PCA was conducted using TASSEL v5.0 based on the 7439 high-quality SNP markers [66].

4.7. Core Collection Construction

To develop the core collection, the genetic distance matrix was input into Core-Hunter 3. Sampling was conducted at 16 different proportions (5%, 10%, 15%, 20%, 25%, 30%, 35%, 40%, 45%, 50%, 55%, 60%, 65%, 70%, 75%, and 80%) to control sampling density and assess representativeness [73,74].
The final core collection was established by combining selections based on both genotypic and phenotypic data. Accessions selected solely by phenotypic analysis but not present in the molecular-based subset were added to ensure full representation. Germplasms not included in the final selection were designated as the reserve set [55].

4.8. Evaluation of Salinity Tolerance in the Core Collection

To evaluate salt–alkali tolerance, seeds from the core collection were soaked for six hours in a mixed saline–alkaline solution containing 150 mmol/L of sodium ions. The solution was prepared using a 1:9:9:1 ratio of NaCl, Na2SO4, NaHCO3, and Na2CO3.
Post-soaking, seeds were transferred to filter paper within culture dishes for germination. Germination potential was assessed on Day 4, while germination rate and seedling length were measured on Day 7 [75].

5. Conclusions

Population structure analysis, principal component analysis, and cluster analysis divided 588 accessions into six subgroups. A core collection of 172 accessions was selected based on both phenotypic and genotypic data. Among them, 65 accessions were identified as salt–alkali tolerant, including 18 with strong tolerance during the germination stage.

Supplementary Materials

The following supporting information can be downloaded at: https://www.mdpi.com/article/10.3390/plants14142182/s1, Supplementary Figure S1: Frequency distribution of 19 phenotypic traits.

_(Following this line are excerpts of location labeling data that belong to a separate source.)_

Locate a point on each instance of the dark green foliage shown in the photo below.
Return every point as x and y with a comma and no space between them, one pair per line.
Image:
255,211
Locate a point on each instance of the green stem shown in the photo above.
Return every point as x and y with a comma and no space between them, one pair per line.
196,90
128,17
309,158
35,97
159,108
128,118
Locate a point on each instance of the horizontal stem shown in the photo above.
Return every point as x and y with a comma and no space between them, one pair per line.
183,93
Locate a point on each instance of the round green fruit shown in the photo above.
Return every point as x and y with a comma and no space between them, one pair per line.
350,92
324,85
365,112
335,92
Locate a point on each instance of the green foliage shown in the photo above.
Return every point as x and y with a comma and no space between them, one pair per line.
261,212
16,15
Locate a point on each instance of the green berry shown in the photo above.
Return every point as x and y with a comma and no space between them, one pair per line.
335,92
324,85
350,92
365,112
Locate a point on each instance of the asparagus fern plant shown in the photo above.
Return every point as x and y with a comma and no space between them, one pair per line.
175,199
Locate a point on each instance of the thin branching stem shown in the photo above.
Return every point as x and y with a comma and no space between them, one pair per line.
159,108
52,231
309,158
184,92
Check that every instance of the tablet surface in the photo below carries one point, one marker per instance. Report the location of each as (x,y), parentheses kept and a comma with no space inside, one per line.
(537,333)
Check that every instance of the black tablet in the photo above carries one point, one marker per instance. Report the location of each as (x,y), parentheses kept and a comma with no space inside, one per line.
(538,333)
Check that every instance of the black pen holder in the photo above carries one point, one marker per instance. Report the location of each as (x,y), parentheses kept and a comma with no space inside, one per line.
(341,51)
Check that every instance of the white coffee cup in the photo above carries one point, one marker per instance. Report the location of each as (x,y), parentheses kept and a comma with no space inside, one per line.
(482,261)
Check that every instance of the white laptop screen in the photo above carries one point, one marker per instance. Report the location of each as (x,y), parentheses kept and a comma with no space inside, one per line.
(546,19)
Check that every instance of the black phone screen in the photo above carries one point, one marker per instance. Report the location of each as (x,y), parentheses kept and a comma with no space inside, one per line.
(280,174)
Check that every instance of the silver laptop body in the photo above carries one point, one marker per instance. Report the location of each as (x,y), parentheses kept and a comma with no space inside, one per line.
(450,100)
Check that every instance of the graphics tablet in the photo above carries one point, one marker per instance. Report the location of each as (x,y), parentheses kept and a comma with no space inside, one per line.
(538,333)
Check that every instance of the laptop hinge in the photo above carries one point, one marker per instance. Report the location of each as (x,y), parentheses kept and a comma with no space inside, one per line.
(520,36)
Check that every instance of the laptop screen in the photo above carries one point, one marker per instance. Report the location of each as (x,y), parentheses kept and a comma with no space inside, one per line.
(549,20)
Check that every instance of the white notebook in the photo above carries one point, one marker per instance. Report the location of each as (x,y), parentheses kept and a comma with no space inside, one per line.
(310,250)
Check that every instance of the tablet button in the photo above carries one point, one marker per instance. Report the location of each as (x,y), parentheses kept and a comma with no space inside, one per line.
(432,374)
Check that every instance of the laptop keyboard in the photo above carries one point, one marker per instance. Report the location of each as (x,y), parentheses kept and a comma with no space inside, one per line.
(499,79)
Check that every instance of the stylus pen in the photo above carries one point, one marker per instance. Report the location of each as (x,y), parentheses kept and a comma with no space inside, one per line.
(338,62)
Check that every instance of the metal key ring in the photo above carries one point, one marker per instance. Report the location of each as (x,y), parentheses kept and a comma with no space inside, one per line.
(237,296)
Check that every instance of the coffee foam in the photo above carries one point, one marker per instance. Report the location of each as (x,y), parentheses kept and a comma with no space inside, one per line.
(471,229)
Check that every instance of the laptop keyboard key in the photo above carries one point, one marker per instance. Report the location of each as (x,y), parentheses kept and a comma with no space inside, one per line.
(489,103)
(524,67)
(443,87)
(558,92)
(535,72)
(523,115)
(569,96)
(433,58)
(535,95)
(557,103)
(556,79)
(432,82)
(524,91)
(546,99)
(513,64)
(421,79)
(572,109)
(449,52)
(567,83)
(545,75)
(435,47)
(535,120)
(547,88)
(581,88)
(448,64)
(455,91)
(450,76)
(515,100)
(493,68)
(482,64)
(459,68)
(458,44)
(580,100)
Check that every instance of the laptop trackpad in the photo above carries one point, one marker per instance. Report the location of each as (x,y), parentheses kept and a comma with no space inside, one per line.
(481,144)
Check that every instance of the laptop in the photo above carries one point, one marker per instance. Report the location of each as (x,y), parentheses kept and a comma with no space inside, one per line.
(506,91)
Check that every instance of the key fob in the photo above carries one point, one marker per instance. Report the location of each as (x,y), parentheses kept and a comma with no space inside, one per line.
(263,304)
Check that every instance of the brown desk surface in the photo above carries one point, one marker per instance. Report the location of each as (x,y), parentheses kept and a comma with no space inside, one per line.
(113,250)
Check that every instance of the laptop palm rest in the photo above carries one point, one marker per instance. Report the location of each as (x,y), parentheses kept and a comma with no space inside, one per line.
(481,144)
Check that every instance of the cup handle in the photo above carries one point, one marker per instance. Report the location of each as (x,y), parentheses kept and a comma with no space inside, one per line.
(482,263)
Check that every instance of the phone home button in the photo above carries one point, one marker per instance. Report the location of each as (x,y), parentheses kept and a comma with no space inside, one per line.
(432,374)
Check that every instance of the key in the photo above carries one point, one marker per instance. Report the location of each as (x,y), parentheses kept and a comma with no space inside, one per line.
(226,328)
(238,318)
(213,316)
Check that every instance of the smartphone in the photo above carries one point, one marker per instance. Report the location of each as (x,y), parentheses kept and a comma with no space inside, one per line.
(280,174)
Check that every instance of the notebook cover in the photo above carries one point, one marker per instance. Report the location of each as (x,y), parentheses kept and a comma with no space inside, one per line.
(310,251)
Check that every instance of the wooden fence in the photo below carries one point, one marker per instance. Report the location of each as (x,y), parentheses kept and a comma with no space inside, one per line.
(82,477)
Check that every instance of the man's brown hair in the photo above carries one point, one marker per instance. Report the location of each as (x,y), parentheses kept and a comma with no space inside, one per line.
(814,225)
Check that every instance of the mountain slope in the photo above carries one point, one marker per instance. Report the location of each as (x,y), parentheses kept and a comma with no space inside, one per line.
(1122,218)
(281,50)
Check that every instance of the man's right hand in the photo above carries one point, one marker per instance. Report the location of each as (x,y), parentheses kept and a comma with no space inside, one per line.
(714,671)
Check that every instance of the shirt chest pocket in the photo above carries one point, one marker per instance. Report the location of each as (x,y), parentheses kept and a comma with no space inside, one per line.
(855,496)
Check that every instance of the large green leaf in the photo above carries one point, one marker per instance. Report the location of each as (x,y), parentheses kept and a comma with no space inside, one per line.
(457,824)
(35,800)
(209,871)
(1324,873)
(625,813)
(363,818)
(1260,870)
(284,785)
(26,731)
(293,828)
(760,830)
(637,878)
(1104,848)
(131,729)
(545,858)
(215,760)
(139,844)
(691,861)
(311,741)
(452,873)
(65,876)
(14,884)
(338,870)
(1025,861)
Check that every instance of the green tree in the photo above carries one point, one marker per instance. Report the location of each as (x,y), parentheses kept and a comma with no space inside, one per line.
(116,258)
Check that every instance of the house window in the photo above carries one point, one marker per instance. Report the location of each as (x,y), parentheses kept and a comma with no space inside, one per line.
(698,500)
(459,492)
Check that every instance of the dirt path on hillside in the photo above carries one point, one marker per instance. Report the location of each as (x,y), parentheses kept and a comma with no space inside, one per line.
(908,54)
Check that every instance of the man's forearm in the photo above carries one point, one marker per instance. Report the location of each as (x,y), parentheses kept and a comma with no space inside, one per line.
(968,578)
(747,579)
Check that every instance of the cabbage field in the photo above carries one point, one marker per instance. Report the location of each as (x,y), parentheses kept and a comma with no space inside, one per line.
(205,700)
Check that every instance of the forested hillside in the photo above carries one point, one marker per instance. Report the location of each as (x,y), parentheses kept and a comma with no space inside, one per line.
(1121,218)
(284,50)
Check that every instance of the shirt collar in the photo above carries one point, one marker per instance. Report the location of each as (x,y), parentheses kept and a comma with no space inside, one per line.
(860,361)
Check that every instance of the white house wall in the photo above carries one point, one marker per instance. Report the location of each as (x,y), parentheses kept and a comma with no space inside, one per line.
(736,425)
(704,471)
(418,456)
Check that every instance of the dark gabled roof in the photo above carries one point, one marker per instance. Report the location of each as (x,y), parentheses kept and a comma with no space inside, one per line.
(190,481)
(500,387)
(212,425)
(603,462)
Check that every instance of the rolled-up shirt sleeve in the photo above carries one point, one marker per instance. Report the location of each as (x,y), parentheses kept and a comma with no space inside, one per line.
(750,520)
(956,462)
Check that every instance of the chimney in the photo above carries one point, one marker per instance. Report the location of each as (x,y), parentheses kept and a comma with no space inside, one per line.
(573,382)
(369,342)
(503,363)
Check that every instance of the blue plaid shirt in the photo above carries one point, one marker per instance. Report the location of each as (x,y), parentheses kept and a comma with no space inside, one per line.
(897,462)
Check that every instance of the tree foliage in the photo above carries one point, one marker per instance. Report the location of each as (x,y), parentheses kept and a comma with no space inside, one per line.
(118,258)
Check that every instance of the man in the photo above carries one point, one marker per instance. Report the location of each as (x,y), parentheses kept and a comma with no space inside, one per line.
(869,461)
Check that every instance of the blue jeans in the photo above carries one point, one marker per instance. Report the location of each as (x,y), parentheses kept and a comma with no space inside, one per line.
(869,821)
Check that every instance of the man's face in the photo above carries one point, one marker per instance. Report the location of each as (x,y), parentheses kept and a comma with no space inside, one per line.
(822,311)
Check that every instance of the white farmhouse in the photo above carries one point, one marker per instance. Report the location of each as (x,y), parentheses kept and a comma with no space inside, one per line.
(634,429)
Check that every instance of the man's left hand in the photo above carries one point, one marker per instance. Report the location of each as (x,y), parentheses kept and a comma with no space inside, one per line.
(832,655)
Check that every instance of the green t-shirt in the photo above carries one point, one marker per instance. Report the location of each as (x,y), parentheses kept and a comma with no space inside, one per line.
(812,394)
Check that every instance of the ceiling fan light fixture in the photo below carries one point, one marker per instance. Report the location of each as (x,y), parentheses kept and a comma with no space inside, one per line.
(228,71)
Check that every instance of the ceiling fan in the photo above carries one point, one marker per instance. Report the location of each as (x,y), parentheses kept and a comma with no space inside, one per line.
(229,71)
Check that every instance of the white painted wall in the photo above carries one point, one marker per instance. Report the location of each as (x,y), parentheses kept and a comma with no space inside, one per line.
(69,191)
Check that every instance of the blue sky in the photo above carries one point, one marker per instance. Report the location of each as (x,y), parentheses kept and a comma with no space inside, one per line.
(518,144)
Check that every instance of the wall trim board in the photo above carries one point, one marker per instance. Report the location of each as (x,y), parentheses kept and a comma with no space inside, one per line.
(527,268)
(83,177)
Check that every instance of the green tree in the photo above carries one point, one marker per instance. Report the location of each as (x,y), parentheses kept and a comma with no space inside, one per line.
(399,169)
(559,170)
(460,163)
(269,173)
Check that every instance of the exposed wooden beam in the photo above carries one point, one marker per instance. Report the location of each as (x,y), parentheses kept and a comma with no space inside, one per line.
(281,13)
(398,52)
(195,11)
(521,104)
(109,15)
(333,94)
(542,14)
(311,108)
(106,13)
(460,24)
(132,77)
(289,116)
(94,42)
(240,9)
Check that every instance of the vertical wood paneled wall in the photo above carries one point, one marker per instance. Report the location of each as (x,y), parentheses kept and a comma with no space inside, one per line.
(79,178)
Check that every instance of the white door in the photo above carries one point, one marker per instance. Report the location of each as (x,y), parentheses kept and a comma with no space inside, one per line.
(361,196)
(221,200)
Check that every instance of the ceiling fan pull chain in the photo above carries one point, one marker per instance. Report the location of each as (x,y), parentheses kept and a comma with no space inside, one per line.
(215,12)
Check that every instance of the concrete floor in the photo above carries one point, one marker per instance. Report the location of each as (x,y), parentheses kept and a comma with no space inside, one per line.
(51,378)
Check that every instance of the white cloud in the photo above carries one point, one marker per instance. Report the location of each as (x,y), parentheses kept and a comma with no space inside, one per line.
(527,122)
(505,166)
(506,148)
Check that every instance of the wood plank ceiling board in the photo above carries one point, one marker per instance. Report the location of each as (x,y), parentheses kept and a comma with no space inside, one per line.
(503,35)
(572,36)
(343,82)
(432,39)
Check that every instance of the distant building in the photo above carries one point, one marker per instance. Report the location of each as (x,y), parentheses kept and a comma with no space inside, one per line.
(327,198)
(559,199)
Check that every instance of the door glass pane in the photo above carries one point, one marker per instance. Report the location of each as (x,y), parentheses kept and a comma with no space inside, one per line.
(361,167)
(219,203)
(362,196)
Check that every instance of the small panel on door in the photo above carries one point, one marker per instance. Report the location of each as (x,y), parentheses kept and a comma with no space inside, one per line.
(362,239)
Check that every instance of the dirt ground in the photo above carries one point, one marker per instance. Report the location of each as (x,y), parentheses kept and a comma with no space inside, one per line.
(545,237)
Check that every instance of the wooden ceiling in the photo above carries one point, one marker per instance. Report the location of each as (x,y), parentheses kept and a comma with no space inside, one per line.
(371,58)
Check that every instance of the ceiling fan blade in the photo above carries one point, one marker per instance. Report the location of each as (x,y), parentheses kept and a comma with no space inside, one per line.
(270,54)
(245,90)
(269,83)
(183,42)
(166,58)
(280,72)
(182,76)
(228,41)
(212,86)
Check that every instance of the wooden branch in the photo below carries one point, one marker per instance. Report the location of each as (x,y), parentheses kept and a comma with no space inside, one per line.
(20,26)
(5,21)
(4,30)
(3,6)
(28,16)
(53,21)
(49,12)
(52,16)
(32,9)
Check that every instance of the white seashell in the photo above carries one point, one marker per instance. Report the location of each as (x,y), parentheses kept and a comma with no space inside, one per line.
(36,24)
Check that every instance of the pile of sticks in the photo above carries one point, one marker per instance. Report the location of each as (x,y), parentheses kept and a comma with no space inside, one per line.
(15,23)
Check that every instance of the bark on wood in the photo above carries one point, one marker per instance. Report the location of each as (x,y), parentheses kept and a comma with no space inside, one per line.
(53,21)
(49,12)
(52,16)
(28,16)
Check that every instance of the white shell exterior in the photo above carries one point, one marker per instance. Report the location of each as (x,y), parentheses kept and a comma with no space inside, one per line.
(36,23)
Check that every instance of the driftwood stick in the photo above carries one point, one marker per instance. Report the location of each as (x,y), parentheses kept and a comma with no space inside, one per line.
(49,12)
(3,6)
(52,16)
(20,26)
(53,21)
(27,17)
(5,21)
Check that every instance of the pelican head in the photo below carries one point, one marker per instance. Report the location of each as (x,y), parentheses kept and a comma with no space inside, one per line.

Supplementary Table S1: Percentage differences between core collections and the initial population constructed using different clustering methods. Supplementary Table S2: Differences between core collections and the initial population constructed using different sampling proportions. Supplementary Table S3: Summary of core collection construction methods. Supplementary Table S4: Percentage differences between core collections and the initial population constructed using different construction methods. Supplementary Table S5: Comparison of differences between core collections and the initial population constructed using different construction methods. Supplementary Table S6: Principal component analysis between the core collections and the initial collections. Supplementary Table S7: The genetic diversity indices between 172 core collection and initial collection. Supplementary Table S8: Comprehensive evaluation and ranking of 172 maize core germplasm accessions for salinity tolerance at the germination stage. Supplementary Table S9: Strong salinity-tolerant accessions identified from the core germplasm collection during the germination-stage screening. Supplementary Table S10: Names of 588 Chinese maize germplasm resources and their heterosis group classification.

Author Contributions

The conception or design of the work: C.L. and H.D. Performed the experiment by Y.S., J.W. (Jiahao Wang) and Y.M. Analyzed the data by J.W. (Jiaxin Wang)., L.B., H.L. and J.F., Provided writing ideas by L.Z., Y.Z., X.Z., D.S. and Z.W. Wrote the manuscript by Y.S. and J.W. (Jiahao Wang). All authors have read and agreed to the published version of the manuscript.

Funding

This research was supported by the Key Research and Development Project of Heilongjiang Province (2022ZX02B01), the Program for Young Talents of Basic Research in Universities of Heilongjiang Province (YQJH2024021), and Open Project Funding from the Key Laboratory of Germplasm Enhancement, Physiology, and Ecology of Food Crops in Cold Regions, Ministry of Education (CXSTOP202405).

Data Availability Statement

The data presented in this study are available upon request from the corresponding author.

Conflicts of Interest

The authors declare no conflicts of interest.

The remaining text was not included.